Yo tuve un conocido en la adolescencia que de mayor quería ingresar en la Guardia Civil solo para "matar rojos". Soñaba con enfrentarse a ellos en alguna manifestación, en alguna marcha de sindicalistas del 1º de Mayo -que era la fantasía castrense que más le ponía- y recibir una pedrada en la cabeza que le diera la excusa para desenfundar el arma reglamentaria y vengar la década y media que llevábamos de democracia. 

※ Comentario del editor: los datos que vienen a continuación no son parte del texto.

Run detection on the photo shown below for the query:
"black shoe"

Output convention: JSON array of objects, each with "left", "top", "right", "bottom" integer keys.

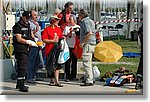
[
  {"left": 82, "top": 80, "right": 86, "bottom": 83},
  {"left": 55, "top": 83, "right": 63, "bottom": 87},
  {"left": 27, "top": 80, "right": 36, "bottom": 84},
  {"left": 19, "top": 86, "right": 29, "bottom": 92},
  {"left": 82, "top": 80, "right": 95, "bottom": 83},
  {"left": 16, "top": 79, "right": 29, "bottom": 92},
  {"left": 35, "top": 78, "right": 43, "bottom": 81},
  {"left": 70, "top": 78, "right": 79, "bottom": 81},
  {"left": 16, "top": 84, "right": 29, "bottom": 89},
  {"left": 80, "top": 83, "right": 94, "bottom": 86},
  {"left": 65, "top": 79, "right": 70, "bottom": 82}
]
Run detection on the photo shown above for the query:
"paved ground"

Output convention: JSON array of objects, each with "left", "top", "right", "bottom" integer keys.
[{"left": 0, "top": 78, "right": 143, "bottom": 95}]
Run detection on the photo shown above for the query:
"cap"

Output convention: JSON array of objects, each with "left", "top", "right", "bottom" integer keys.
[
  {"left": 49, "top": 16, "right": 60, "bottom": 21},
  {"left": 22, "top": 11, "right": 30, "bottom": 18}
]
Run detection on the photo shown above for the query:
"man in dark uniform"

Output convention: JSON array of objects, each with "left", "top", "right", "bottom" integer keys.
[{"left": 13, "top": 11, "right": 37, "bottom": 92}]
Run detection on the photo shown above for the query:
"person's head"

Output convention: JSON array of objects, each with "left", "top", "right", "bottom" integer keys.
[
  {"left": 49, "top": 16, "right": 60, "bottom": 26},
  {"left": 22, "top": 11, "right": 30, "bottom": 24},
  {"left": 78, "top": 9, "right": 89, "bottom": 21},
  {"left": 30, "top": 10, "right": 38, "bottom": 21},
  {"left": 69, "top": 14, "right": 77, "bottom": 25},
  {"left": 65, "top": 1, "right": 73, "bottom": 13},
  {"left": 53, "top": 8, "right": 61, "bottom": 16}
]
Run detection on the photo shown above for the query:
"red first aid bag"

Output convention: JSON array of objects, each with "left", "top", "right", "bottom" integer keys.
[{"left": 72, "top": 36, "right": 82, "bottom": 59}]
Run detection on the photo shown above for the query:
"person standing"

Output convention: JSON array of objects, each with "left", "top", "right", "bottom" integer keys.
[
  {"left": 79, "top": 9, "right": 96, "bottom": 86},
  {"left": 42, "top": 16, "right": 63, "bottom": 87},
  {"left": 27, "top": 10, "right": 42, "bottom": 84},
  {"left": 63, "top": 14, "right": 80, "bottom": 82},
  {"left": 13, "top": 11, "right": 37, "bottom": 92},
  {"left": 58, "top": 1, "right": 73, "bottom": 32}
]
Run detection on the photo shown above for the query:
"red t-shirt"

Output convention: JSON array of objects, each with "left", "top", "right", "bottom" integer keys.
[
  {"left": 42, "top": 26, "right": 63, "bottom": 57},
  {"left": 58, "top": 13, "right": 71, "bottom": 32}
]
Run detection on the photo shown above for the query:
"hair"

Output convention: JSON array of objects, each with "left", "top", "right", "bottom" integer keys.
[
  {"left": 79, "top": 9, "right": 89, "bottom": 18},
  {"left": 70, "top": 14, "right": 77, "bottom": 23},
  {"left": 64, "top": 1, "right": 73, "bottom": 9}
]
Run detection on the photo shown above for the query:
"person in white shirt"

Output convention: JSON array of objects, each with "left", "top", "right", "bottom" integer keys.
[{"left": 63, "top": 15, "right": 80, "bottom": 82}]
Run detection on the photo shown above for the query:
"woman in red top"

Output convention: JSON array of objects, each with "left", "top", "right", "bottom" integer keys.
[{"left": 42, "top": 16, "right": 63, "bottom": 87}]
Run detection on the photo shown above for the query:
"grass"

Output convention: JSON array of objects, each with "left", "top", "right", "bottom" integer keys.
[
  {"left": 93, "top": 38, "right": 140, "bottom": 76},
  {"left": 93, "top": 64, "right": 138, "bottom": 77}
]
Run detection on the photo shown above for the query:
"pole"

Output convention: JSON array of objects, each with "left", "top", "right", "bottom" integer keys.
[{"left": 0, "top": 0, "right": 2, "bottom": 59}]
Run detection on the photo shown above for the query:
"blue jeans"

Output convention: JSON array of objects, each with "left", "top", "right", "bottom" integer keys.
[{"left": 27, "top": 47, "right": 40, "bottom": 80}]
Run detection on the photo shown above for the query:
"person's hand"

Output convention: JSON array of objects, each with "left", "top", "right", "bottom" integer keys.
[
  {"left": 26, "top": 40, "right": 38, "bottom": 47},
  {"left": 68, "top": 31, "right": 72, "bottom": 38},
  {"left": 53, "top": 35, "right": 59, "bottom": 43},
  {"left": 79, "top": 43, "right": 85, "bottom": 48}
]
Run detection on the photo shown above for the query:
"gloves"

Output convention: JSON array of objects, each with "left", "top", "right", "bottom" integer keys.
[{"left": 26, "top": 40, "right": 38, "bottom": 47}]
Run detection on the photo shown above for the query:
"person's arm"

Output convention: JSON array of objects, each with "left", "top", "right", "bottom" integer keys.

    Mi conocido, como se ve, se creía un falangista de los tiempos de la II República; un pistolero del Far West que podía disparar contra pieles rojas sin que nadie le pidiera explicaciones. Sus familiares -que no estaban mucho mejor de la chaveta- eran unos nostálgicos del franquismo que aún no habían dado la Guerra Civil por concluida. En aquel tiempo gobernaban los socialistas de Felipe González que permitían que los putones y los maricones cantaran alegremente en televisión, y esa gente se sentía muy ofendida cada vez que sintonizaban la Primera o el UHF. Mi conocido escuchaba sus relatos, digería su frustración, y se vio a sí mismo como un ángel justiciero de la decadencia de Occidente.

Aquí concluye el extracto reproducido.